Operating under public health guidelines, venues will manage numbers to allow for physical distancing and ask that festival-goers RSVP to events where required, wear a mask, sign in, and stay home if they are feeling unwell. The situation will be reviewed if necessary. 

“At a time of continued uncertainty and disruption I am grateful that we are able to go ahead with Threads Textiles Festival. The festival is the result of nearly a year of organisation by artists, galleries and pop-up venues and requires an extraordinary level of collaboration. It is my sincere hope Threads will give Wellingtonians and the culture sector at large something to look forward to and that it will shed a new light on contemporary textile art.” Says Grace Ridley-Smith, festival coordinator.

Highlights:

Nearly every culture around the globe has a unique textiles tradition. Several artists across the programme reimagine these traditions in a contemporary setting. 

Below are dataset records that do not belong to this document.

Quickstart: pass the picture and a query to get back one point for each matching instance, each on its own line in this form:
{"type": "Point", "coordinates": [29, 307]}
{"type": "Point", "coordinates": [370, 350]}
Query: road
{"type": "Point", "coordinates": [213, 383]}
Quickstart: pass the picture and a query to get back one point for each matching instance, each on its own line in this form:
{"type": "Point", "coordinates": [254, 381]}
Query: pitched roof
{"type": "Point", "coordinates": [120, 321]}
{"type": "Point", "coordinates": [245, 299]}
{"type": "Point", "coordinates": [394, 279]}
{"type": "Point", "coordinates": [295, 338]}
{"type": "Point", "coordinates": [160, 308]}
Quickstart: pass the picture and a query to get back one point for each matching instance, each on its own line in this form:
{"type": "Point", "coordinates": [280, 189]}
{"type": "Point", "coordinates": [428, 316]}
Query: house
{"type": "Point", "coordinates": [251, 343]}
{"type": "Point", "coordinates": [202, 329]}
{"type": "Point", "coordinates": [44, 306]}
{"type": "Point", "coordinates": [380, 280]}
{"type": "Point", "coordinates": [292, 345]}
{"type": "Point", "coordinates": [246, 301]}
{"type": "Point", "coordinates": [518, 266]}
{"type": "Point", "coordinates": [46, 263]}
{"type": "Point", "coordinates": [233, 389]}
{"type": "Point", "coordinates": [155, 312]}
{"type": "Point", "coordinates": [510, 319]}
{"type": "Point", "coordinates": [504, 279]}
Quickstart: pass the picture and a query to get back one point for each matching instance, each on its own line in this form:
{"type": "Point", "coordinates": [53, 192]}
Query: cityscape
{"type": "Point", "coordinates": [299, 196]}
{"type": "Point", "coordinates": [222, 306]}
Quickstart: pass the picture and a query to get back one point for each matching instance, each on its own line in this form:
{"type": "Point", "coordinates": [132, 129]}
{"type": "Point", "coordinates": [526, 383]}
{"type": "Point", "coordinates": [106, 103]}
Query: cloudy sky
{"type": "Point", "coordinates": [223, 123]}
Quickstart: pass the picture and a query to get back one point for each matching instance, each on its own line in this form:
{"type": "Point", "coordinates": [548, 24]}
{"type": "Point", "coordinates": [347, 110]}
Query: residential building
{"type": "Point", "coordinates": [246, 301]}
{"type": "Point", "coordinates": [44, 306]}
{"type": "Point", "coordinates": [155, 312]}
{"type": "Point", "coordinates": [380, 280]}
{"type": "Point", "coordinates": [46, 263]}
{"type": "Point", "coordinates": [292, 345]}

  • Faig Ahmed (Azerbaijan), Dilyara Kaipova (Uzbekistan) and Saule Dyussenbina (Kazakhstan) are part of an exhibition at The Dowse which breaks down preconceptions of traditional central asian textiles and the Silk Road. 
  • Cora-Allan Wickliffe utalisses traditional Niuean techniques and materials to present a hiapo (barkcloth painting) at Bartley & Company Art, depicting her grandparents’ migrant journey from Niue to Auckland; at 4x5m, it will be her largest work to date.  
  • Matthew McIntyre-Wilson (Taranaki, Nga Mahanga and Titahi), known for his intricately woven copper, silver and gold taonga such as kete, armbands and hīnaki, is constructing a woven window installation for Bowen Galleries. 
  • Ōtaki Weavers Collective demonstrate the diversity of ancestral Māori weaving knowledge with an exhibition at Toi Māori Gallery. 

Waste from the fashion industry presents a huge global issue. Two artists respond to this challenge by recycling and reusing fashion offcuts. 

  • Kirsty Kilico repurposes leather offcuts from local luxury leather goods brand Yu Mei into wall-mounted upholstered reliefs. 
  • Ruby Joy Eade draws on the quilting’s rich tradition of repurposing material scraps by diving into Caughley’s archive to create contemporary bespoke quilts. 


Highly detailed and skilled hand stitching and embroidery, requiring hours of careful dedication, feature throughout the programme. 

  • Kathryn Tsui presents The Ahmah Bags Project (2018-2021) at Page Galleries, a collaboration with her mother Doris Tsui which, in homage to her Chinese heritage, translates the plaid patterns found on mass-produced Hong Kong shopping bags known as ‘Ahmah’ into wall-mounted art works. In total the project has taken 240 hours and 27,000 cross stitches.
  • Areez Katki explores words commonly used in English that have Persian roots – musk, khaki, algebra and alcohol – in a series of embroidered handkerchiefs showing at McLeavey Gallery. 
  • Erica van Zon renders watery scenes – an acid-toned slushy drink next to a pool in Fiji, a frothy hydro slide, babies’ swimming lessons,pool floats – in tapestries, embroidery, beading, photography, and more for her solo show at Jhana Millers.
  • Katherin Claypole exhibiting at {Suite} explores “pareidolia” – the tendency to perceive a meaningful or familiar image in random or ambiguous visual patterns – in large-scale, hand-stitched thread drawings. The work is the result of processes that are equal parts obsessive and meditative and involve repeating small actions, gestures, or marks until they coalesce into images.

Threads Textiles Festival is made possible through funding from Wellington City Council’s Arts & Culture Fund and support from the Blumhardt Foundation. Threads is part of the Aotearoa New Zealand Festival of the Arts and coincide with the final week of the Festival.